Microprocessor Report (MPR) Subscribe

New AI Engines Give Versal an Edge

Xilinx AI Edge Products Target Automotive, Industrial Designs

June 28, 2021

By Linley Gwennap


As promised, Xilinx is continuing to expand its Versal line, introducing its AI Edge family. The new parts are similar to the AI Core family, which are now in production, while extending Versal downward to serve applications that require lower cost and power. They also introduce an upgraded AI engine that doubles the peak performance of the previous generation, yielding a mid-generation boost. Versal devices combine a complete CPU subsystem and other hard logic with a programmable FPGA fabric to form what Xilinx calls an ACAP. 

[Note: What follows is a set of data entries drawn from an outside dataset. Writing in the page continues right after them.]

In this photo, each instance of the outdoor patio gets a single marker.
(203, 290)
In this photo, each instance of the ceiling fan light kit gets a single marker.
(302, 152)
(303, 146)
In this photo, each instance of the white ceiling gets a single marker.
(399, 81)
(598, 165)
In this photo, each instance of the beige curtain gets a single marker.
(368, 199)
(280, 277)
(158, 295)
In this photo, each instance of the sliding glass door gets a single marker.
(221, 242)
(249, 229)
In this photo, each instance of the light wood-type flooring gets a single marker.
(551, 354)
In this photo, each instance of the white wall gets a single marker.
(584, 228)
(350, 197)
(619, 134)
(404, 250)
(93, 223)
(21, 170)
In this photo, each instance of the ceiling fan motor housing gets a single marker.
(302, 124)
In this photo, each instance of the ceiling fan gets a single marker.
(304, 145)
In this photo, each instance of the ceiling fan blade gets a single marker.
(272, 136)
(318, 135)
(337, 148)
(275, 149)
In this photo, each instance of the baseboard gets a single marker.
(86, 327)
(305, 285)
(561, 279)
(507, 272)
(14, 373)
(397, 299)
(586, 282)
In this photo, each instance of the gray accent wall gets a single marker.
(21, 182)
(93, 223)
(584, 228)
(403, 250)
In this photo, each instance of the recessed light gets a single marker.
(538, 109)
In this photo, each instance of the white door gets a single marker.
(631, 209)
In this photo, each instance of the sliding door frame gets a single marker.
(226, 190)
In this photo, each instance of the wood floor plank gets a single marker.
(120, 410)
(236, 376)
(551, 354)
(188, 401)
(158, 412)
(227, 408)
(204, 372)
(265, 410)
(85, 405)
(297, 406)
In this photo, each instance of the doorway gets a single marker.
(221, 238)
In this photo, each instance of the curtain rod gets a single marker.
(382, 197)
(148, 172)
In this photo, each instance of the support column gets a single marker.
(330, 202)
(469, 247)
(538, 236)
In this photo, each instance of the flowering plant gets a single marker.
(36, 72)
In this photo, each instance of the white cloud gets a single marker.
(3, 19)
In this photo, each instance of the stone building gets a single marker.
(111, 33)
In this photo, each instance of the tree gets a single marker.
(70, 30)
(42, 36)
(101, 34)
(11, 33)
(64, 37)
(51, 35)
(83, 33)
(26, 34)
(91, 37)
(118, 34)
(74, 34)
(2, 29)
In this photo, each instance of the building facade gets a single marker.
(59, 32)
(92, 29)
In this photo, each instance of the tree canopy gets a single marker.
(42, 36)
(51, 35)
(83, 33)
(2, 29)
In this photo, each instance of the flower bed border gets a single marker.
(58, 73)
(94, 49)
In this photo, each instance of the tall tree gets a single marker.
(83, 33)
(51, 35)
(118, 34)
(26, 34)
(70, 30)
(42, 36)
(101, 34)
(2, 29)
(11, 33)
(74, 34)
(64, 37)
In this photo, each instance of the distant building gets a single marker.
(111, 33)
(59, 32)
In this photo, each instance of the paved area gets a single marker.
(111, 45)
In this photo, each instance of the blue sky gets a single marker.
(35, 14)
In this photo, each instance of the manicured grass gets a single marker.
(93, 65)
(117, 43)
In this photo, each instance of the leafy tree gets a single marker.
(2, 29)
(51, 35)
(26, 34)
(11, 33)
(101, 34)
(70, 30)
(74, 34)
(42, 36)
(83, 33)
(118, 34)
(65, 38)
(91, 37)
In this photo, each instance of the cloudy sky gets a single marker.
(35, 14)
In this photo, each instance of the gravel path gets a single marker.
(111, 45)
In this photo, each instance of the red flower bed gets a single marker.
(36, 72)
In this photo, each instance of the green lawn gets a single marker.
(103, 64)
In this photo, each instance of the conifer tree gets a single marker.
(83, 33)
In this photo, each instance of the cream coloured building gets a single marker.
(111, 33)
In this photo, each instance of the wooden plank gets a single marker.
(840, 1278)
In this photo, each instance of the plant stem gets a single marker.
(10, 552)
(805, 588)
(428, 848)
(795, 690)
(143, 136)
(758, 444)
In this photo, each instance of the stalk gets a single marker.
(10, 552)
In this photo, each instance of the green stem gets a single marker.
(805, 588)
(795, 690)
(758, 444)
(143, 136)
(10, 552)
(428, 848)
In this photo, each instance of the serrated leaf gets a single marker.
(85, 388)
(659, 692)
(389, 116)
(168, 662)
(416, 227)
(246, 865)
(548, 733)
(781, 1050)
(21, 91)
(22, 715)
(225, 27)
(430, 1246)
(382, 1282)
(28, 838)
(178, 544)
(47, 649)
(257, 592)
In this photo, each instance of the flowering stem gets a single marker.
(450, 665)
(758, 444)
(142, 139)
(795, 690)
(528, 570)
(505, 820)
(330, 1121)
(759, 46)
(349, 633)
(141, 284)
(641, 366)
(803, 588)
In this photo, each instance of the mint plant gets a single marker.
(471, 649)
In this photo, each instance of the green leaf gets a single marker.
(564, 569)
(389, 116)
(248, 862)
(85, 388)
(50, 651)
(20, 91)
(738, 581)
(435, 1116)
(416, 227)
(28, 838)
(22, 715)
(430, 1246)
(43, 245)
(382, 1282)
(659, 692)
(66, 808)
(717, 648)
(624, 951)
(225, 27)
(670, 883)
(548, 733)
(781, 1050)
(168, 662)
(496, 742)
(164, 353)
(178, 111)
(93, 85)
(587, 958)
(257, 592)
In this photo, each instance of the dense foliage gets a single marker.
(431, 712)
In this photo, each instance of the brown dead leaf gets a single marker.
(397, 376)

The new models span a broad range. The low-end ones deliver up to 8 trillion INT8 operations per second (TOPS) at less than 10W, while the top-of-the-line VE2802 reaches 202 TOPS with a typical power of 75W. All include dual Cortex-A72 CPUs and at least one DDR4 DRAM interface. These products target camera-based automotive systems, robotics, drones, and similar edge equipment. Xilinx expects them to sample by the middle of next year.

The biggest functional change is the new AI Engine-ML, which doubles the multiply-accumulate (MAC) throughput of the original AI Engine (which appears in the AI Core line). Whereas the original design employs two 512-bit MAC units, the new one has four, as Figure 1 shows. This change boosts the peak TOPS rate as well as power efficiency (TOPS/W) relative to the older models. To support the greater throughput, the new design also doubles the amount of memory per engine to 64KB.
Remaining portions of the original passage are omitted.